Engineering Note · LinkLift

Why cache-aside is the right shape for a URL shortener

LinkLift is a URL shortener I built end-to-end with Redis, PostgreSQL, and an EC2 host. This note is about why I picked cache-aside, what that bought me, and what the load numbers are actually saying.

Throughput

5,998 req/s

p99 latency

50 ms

Concurrency

100 conns

The workload, in one paragraph

A URL shortener is a read-skewed key-value lookup. The hot path is GET /:slug, which has to resolve a 6-8 character slug to a long URL and send a 302 before the visitor notices the redirect. Writes are rare, small, and more forgiving. That imbalance is the whole reason cache-aside fits.

Cache-aside, concretely

On a redirect request, the app checks Redis first. On a hit, it returns the destination URL from memory and never touches Postgres. On a miss, it falls back to Postgres, writes the resolved entry into Redis with a TTL, and then redirects. New links are written to Postgres as the source of truth; the cache can either be invalidated directly or left to expire.

The useful part is that Postgres only sees misses. Once the cache is warm, that is a small slice of total traffic. Redis handles the repeated lookups at memory speed, which is what makes the 50 ms p99 number unsurprising instead of magical.

Why not just pool Postgres connections?

For low-volume traffic, that would be fine. The reason to add Redis is the failure mode during a spike. With Postgres only, every redirect is a query, every query needs a connection, and a traffic burst walks the pool toward its ceiling. Past that point, latency is mostly queueing.

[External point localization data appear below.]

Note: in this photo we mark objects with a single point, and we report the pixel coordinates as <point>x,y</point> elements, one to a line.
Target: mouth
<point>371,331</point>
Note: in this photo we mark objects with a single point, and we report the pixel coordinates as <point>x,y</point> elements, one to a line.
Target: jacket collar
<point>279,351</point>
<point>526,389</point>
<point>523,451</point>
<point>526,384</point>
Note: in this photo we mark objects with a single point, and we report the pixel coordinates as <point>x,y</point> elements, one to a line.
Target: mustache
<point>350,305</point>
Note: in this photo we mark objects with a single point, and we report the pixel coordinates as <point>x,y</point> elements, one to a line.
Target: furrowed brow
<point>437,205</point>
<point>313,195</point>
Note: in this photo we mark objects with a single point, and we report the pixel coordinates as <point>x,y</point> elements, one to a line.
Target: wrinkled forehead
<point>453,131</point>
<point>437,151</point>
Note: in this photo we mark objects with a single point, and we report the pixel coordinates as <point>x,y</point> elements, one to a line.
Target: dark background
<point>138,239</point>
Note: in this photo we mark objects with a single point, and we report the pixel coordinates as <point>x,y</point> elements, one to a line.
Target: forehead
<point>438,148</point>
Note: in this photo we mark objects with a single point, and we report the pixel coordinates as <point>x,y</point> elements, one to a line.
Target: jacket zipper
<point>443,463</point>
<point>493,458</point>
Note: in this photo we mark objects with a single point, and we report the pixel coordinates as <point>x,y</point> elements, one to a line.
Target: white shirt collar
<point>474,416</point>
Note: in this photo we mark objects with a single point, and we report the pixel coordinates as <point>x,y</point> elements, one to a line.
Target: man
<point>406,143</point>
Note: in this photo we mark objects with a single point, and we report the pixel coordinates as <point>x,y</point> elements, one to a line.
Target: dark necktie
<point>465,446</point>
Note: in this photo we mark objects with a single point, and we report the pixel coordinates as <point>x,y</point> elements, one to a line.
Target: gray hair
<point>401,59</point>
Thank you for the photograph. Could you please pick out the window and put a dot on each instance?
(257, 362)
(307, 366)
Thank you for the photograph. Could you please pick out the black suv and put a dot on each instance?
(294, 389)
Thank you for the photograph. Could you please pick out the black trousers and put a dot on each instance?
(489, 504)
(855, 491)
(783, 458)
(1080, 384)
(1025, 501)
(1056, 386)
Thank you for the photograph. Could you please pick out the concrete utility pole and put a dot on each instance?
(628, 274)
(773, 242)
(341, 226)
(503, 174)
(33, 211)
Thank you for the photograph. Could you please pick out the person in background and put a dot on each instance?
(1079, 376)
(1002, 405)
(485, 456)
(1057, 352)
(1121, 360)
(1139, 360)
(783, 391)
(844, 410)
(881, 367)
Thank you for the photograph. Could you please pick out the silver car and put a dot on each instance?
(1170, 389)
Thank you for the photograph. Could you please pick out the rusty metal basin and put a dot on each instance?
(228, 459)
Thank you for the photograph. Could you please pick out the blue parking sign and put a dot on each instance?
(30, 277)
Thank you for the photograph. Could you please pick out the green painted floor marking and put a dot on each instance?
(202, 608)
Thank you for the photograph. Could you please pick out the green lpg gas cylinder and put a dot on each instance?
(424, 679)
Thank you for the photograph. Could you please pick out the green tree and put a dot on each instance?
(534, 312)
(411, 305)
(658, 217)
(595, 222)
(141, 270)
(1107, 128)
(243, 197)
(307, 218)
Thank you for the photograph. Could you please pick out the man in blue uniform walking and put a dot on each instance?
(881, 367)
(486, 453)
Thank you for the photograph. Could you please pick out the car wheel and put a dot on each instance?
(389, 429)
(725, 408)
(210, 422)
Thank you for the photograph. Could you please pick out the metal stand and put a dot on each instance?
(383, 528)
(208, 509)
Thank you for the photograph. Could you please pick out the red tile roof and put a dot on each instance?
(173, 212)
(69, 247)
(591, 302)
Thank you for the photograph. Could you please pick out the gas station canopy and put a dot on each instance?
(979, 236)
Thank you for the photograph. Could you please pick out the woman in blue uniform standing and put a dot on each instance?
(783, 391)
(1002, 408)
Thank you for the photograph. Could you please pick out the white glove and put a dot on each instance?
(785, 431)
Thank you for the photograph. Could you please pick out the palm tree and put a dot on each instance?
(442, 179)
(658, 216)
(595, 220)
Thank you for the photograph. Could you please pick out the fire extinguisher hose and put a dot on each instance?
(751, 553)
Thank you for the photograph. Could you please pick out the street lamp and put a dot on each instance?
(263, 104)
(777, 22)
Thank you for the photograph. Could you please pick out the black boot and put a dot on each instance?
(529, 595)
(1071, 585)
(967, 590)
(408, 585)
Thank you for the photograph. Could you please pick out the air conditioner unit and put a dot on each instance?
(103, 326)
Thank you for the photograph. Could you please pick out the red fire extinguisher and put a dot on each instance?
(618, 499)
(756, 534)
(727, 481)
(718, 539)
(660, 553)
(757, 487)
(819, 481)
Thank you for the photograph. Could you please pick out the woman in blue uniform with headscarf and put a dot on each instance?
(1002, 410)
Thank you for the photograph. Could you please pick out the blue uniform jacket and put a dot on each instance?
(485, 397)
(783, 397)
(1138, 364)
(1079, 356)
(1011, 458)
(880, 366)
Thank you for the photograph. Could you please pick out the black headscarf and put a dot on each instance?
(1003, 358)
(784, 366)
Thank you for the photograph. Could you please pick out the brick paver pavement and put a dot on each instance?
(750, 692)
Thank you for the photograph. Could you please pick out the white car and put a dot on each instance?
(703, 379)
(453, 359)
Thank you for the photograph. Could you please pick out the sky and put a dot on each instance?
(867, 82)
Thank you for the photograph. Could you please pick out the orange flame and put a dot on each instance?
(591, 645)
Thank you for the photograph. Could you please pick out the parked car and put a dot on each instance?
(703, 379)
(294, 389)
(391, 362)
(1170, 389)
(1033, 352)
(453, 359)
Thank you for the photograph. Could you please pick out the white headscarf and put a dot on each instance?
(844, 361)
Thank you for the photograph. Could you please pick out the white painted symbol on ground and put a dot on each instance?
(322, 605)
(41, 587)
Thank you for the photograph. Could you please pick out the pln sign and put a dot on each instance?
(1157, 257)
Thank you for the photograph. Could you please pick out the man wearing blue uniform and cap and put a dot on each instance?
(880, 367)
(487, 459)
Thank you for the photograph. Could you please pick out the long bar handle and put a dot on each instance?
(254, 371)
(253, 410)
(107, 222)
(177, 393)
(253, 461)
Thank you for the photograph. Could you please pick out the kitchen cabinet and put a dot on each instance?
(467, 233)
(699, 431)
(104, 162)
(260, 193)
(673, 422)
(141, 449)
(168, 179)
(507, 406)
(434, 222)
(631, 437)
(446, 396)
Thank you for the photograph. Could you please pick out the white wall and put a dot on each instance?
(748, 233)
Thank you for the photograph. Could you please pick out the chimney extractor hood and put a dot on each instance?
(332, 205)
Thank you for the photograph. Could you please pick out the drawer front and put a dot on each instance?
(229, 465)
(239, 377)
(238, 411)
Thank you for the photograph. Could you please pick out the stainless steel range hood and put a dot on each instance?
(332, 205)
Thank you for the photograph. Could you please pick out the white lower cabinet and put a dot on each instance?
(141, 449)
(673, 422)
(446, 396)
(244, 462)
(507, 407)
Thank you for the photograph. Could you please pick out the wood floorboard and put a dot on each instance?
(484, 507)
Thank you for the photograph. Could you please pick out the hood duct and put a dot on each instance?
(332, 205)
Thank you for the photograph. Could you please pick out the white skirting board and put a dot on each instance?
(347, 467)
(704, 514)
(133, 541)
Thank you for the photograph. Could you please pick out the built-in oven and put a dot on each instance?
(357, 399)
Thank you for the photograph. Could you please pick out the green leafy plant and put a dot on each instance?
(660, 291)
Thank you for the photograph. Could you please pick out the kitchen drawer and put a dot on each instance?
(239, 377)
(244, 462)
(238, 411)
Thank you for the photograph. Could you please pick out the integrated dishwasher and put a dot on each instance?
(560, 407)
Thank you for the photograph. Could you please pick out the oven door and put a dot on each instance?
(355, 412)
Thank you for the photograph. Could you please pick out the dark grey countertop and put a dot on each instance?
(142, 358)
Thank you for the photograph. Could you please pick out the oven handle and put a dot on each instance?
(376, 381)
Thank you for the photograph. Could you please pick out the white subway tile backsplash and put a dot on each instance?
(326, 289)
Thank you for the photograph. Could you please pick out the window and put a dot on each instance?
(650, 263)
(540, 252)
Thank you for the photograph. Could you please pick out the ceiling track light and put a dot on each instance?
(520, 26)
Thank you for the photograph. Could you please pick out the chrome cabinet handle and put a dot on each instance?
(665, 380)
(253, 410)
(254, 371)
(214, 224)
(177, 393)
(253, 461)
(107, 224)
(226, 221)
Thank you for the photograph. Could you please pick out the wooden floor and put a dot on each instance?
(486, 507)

With cache-aside, the same spike mostly lands on Redis. The database absorbs misses, which are tied to the number of new or uncached slugs rather than total request volume. It also gives me a clean place for rate limiting that would still work if the app moved past one Node process.

Rate limiting and analytics

Rate limiting is 10 requests per minute per IP, implemented in Redis with an INCR + EXPIRE pattern keyed by IP. Keeping that state out of process memory means the limit stays consistent if the app is scaled horizontally.

Click analytics capture user-agent, IP, and timestamp per redirect, but they run async. The user gets redirected first; the analytics write happens after. Losing a click row during a crash is acceptable. Making a visitor wait for analytics to commit is not.

Deployment shape

The deployment is intentionally boring: one EC2 host, Docker Compose for app + Postgres + Redis, pm2 supervising the Node process, and a startup script that runs migrations before the app starts accepting traffic. The React + Tailwind frontend is served from the same host. The interesting part of this project is the read path, not the infrastructure.

What I would do next

  • Move click analytics to a queue or Redis stream and batch inserts into Postgres. Async writes are fine now; under sustained load, they would probably be the next bottleneck.
  • Add cache stampede protection, probably a small single-flight lock or probabilistic early refresh, so one hot slug expiring does not briefly hammer Postgres.
  • Add lightweight redirect health checks and alerts so failures are visible before they show up as broken links.

Numbers above were measured against the deployed instance with 100 concurrent connections.